Will someone please tell these plant growers to get their labels right?

Wait a minute. Does it matter that what a plant has grown to be is not what I expected of it? Is it such a terrible thing that the label was wrong, if the plant becomes what it is meant to be? What’s the complaint, if the plant is thriving? The plant is going to do what it is designed to do, whether it was labeled correctly or not.

How like our children: the ones who discover that they are different from the gender label assigned to them at birth, the ones who discover they belong to a different category called non-binary, the ones whose bodies tell them they are something other than heterosexual, the ones whose natural talents and interests are different from the family’s list of desirable occupations.

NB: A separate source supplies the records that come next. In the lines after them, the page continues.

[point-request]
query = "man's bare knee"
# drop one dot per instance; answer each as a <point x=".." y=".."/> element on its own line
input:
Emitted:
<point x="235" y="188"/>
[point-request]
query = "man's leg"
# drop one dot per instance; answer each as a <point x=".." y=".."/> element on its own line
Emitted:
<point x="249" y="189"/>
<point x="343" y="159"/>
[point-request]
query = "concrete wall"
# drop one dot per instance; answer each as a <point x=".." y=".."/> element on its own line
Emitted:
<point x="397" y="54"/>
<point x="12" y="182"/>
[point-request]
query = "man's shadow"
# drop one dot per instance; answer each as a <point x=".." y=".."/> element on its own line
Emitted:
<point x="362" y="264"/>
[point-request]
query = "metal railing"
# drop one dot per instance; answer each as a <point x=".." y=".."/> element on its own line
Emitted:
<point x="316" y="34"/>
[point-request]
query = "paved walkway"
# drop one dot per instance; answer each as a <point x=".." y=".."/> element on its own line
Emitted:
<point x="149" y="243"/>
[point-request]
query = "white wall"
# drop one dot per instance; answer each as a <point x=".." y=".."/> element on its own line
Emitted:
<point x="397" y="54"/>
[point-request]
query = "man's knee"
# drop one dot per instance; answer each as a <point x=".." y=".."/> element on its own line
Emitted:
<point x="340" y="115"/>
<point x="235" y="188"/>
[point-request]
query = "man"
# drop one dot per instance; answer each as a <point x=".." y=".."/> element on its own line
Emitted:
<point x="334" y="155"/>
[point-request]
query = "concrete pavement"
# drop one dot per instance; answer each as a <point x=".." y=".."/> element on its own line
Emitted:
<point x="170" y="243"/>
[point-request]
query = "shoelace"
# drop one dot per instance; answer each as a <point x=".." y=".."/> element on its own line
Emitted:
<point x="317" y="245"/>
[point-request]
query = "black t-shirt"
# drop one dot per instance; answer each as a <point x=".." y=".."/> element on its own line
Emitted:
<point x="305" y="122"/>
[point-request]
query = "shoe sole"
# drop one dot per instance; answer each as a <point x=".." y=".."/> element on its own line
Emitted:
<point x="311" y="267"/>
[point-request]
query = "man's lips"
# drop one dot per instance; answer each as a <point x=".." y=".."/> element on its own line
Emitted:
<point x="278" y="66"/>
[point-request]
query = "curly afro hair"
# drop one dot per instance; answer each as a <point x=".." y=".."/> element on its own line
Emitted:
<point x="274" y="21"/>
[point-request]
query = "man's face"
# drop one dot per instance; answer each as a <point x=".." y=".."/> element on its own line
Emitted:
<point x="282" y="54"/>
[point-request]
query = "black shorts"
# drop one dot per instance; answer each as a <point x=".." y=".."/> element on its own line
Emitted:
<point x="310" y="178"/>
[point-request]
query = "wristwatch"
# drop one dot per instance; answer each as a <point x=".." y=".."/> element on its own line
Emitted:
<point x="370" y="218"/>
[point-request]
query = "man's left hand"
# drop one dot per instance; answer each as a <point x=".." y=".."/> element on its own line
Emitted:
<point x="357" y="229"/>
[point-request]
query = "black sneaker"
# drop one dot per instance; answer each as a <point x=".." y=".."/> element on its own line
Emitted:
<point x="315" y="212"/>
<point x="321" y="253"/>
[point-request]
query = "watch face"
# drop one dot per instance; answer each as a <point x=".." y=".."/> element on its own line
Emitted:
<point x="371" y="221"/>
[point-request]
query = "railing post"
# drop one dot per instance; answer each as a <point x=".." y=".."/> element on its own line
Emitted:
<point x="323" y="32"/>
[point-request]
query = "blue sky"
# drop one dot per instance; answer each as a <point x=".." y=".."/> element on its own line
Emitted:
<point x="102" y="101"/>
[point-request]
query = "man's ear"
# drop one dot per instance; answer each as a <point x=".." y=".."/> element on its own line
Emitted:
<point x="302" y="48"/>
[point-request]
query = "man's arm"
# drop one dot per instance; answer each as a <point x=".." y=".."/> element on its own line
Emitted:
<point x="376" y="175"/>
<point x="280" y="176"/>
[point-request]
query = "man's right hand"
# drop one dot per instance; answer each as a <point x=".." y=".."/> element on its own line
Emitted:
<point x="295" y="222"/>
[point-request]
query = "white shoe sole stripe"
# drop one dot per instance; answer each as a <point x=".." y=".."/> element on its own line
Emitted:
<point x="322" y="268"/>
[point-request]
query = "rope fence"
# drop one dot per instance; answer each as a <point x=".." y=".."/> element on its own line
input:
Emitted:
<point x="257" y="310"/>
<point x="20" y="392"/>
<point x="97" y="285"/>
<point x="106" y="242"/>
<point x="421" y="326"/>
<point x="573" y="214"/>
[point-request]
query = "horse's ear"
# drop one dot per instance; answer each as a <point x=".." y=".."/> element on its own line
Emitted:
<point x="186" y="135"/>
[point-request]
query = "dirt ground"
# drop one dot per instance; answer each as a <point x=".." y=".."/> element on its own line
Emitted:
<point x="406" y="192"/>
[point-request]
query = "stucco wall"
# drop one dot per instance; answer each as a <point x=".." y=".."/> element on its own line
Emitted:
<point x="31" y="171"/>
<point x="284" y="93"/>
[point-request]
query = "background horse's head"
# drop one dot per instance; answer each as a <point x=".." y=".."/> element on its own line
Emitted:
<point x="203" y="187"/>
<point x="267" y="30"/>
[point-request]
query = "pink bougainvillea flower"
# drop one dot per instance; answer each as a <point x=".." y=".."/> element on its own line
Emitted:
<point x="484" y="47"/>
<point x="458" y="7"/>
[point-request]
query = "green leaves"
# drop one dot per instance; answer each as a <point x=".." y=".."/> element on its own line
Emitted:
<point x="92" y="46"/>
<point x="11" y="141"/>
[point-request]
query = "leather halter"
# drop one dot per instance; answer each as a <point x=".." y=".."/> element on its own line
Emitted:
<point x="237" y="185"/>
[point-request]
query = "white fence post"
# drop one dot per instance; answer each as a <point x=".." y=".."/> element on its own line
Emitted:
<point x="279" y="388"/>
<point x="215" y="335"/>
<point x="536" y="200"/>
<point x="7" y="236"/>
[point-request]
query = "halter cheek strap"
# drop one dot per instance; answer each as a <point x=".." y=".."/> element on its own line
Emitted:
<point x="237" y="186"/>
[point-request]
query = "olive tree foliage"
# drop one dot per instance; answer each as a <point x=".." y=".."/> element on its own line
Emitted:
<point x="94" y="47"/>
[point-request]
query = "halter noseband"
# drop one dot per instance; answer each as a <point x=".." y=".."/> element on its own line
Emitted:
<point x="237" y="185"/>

When my plants grow to be different from what the label said to expect, there is nothing I can do to change that. I am the one who needs to make an adjustment. I can care for it where it is, the way it is. Or I can work with those unexpected colors – learn how to help them thrive in some other place where they seem to belong.

I confess that sometimes I have behaved badly, not like a gardener at all. I dug up the non-conformists, tossed them into the wheelbarrow, heaved them onto the pile of garden debris. Good riddance to bad rubbish!

Too many of our children are treated like that by their families, and end up on the streets – unwanted, discarded. Hungry and homeless. I pray that they find their roots. Some things dug up and thrown on the heap in my back yard show up right there the next year – rooted and blooming in the discard patch. Thriving. I pray that can be the fate for children cast out of their families.

I am older now, less into digging up. I’m learning to let things be. Because a few creamy orange day lilies interspersed with the yellow ones is a good reminder that each living thing has its own life to live, just as I have mine.